Given a group $G$, one can define the transfinite line of iterative automorphisms of $G$ to be the following chain of the groups where $G_{\alpha+1}=Aut(G_{\alpha})$ for each ordinal $\alpha$ and the direct limit is taken at the limit stages:

$G\rightarrow Aut(G)\rightarrow Aut(Aut(G))\rightarrow\cdots\rightarrow G_{\alpha}\rightarrow G_{\alpha+1}\rightarrow\cdots$

The line terminates when a fixed point is reached, namely one of the groups in the chain is isomorphic to its automorphism group by the natural map. According to a result of Hamkins it is known that every automorphism line terminates. So there is no automorphism line of length $\text{Ord}$.

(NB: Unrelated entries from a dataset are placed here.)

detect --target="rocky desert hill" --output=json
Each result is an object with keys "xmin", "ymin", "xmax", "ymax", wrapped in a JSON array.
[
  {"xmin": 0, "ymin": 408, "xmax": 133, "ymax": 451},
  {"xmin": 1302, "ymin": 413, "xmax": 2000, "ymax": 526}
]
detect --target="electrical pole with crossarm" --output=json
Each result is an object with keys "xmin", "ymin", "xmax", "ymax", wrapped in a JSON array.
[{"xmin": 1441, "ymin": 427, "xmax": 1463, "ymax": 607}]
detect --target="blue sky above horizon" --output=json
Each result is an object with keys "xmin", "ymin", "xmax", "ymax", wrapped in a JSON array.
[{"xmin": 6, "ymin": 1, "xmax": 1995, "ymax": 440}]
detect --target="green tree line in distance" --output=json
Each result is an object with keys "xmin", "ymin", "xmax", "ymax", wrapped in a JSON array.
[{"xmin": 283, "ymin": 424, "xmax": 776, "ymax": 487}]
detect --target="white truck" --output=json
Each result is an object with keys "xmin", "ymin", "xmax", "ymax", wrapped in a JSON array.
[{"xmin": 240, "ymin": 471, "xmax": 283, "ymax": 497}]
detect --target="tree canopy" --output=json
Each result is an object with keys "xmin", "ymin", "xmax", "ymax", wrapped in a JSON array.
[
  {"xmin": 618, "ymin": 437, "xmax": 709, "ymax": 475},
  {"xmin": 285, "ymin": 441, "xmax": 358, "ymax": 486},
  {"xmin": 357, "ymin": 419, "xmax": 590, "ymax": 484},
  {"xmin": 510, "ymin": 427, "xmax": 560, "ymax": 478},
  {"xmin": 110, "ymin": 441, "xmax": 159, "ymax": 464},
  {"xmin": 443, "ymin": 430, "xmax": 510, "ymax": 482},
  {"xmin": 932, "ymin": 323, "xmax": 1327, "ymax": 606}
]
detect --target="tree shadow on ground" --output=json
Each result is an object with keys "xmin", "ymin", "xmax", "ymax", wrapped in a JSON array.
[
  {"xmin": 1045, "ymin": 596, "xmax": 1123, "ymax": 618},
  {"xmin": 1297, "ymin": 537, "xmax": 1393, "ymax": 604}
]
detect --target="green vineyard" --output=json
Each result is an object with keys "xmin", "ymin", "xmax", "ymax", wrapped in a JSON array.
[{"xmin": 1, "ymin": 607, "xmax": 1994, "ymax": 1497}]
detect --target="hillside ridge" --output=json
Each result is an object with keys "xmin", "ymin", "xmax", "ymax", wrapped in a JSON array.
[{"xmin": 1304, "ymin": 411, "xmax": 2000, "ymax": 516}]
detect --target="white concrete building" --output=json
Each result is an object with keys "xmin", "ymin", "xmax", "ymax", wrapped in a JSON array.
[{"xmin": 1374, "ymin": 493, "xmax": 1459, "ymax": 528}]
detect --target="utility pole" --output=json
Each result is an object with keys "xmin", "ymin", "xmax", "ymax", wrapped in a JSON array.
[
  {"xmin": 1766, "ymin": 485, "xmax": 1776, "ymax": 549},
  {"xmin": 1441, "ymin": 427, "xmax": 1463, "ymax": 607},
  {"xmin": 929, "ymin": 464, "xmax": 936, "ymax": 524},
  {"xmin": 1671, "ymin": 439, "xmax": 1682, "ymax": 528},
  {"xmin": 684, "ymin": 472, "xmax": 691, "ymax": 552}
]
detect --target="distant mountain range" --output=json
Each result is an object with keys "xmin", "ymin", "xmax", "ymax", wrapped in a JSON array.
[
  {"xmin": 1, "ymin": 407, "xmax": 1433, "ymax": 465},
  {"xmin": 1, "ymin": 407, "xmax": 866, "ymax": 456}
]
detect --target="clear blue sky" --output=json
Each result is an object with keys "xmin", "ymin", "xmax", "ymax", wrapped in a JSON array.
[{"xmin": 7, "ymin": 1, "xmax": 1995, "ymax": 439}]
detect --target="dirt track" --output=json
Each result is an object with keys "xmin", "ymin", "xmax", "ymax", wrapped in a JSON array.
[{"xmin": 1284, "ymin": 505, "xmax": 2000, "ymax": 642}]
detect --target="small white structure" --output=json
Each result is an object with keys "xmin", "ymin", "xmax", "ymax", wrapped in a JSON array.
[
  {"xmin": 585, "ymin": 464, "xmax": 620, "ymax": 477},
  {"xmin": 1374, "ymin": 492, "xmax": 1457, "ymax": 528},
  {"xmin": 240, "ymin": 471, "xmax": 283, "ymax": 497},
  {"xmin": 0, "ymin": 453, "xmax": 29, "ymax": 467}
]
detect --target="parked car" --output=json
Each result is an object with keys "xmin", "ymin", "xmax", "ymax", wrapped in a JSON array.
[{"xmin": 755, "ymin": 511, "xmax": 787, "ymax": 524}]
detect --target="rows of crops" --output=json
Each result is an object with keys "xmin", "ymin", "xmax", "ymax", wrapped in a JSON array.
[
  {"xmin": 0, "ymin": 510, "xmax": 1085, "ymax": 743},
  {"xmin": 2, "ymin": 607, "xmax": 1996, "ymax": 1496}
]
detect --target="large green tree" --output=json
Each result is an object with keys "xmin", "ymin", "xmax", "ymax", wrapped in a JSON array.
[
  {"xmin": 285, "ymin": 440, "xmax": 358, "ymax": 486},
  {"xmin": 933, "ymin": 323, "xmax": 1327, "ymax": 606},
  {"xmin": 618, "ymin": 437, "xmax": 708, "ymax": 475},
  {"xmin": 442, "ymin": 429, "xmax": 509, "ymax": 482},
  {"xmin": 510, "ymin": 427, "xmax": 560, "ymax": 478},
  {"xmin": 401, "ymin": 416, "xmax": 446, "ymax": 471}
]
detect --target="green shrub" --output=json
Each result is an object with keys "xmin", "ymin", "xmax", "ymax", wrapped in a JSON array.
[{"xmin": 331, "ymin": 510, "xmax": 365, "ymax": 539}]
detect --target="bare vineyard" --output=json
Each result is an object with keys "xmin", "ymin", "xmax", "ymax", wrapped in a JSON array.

Definition. It is clear that the automorphism line of many non-isomorphic groups may have the same terminating point. In this case, we say that two automorphism lines have converged. Otherwise, we call them parallel. Precisely, the automorphism lines of $G$ and $H$ are convergent if there are ordinals $\alpha, \beta$ such that $G_{\alpha}\cong H_{\beta}$.

Question. How many distinct ending points can isomorphism lines of the groups of the same cardinality have (up to isomorphism)?

Precisely, define the equivalence relation $\sim$ on the groups so that $G\sim H$ if the automorphism lines of $G$ and $H$ converge. Let $\kappa$ be a (finite/infinite) cardinal and $\mathcal{C}_{\kappa}$ be the collection of all groups of size $\kappa$. What is the size of $\mathcal{C}_{\kappa}/\sim$ for different $\kappa$?